L’instauration du couvre-feu impacte d’une manière très importante sur les activités de la restauration. En effet, avec la suppression du service du soir, les revenus des restaurateurs baissent d’une façon considérable. En réalité, ils comptaient sur ce service pour compenser le manque à gagner, car le déjeuner est déjà affecté par le télétravail. 

Et afin de limiter la casse et pour pouvoir survivre en travaillant un peu plus tard durant le couvre-feu, beaucoup de restaurateurs n’ont pas eu le choix que de contracter et de s’affilier à Uber Eats. De ce fait, le nombre et les inscriptions de restaurants ont augmenté considérablement, confirmé par la responsable de communication de la plate-forme.

Ainsi un certain nombre de restaurants se sont effectivement inscrits sur la plateforme. Ce qui laisse à penser que le système de livraison à domicile connaissait une augmentation d’activité. Toutefois, le doute persiste, car d’autres professionnels dans le domaine de la restauration ont, eux, choisi de se tourner vers d’autres alternatives grâce auxquelles ils peuvent contrôler et gérer les livraisons eux-mêmes. 

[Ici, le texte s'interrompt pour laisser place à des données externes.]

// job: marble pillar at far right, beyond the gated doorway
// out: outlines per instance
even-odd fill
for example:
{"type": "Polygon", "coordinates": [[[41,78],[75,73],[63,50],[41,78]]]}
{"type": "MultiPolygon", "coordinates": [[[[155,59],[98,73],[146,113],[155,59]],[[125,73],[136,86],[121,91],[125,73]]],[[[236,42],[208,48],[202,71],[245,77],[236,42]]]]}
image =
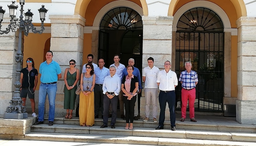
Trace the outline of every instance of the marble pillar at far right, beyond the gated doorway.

Un grand enjeu pour les restaurateurs

Cette solution d’intermédiaire n’est pas vraiment évidente pour l’ensemble des restaurateurs. Certains, et même beaucoup d’entre eux affirment ne pas en sortir au niveau coût/profit. Ils trouvent ce rapport peu rentable en raison du coût entrainé par l’intermédiaire, notamment la livraison et la commission de la plateforme.

En réalité, les offres et produits proposés par certains restaurants sont bien adaptés à ce type de service qu’est la livraison. En revanche d’autres restaurateurs sont obligés d’adapter leur plat et leur présentation. Effectivement, afin que les commandes puissent être transportées facilement tout en gardant leur esthétique, les menus doivent être ajustés.

Et pour ces professionnels de la restauration, c’est le seul moyen de tenir le coup. Car l’arrêt de leur service sur place pour le dîner est considéré comme une véritable amputation sur leur revenu. Cependant, certains d’entre eux pensent que ce partenariat peut allonger leur facture dont les charges fixes continuent de courir. 

 

Pour résumé, on peut donc dire que la crise sanitaire a accéléré la croissance et le développement de la plateforme. En réalité, avec les mesures mises en place, les plateformes comme Uber Eats comptent maintenir leurs activités. Et il est indéniable que sa stratégie a réussi puisque son Chiffre d’affaires a progressé au fur et à mesure de la réouverture des établissements.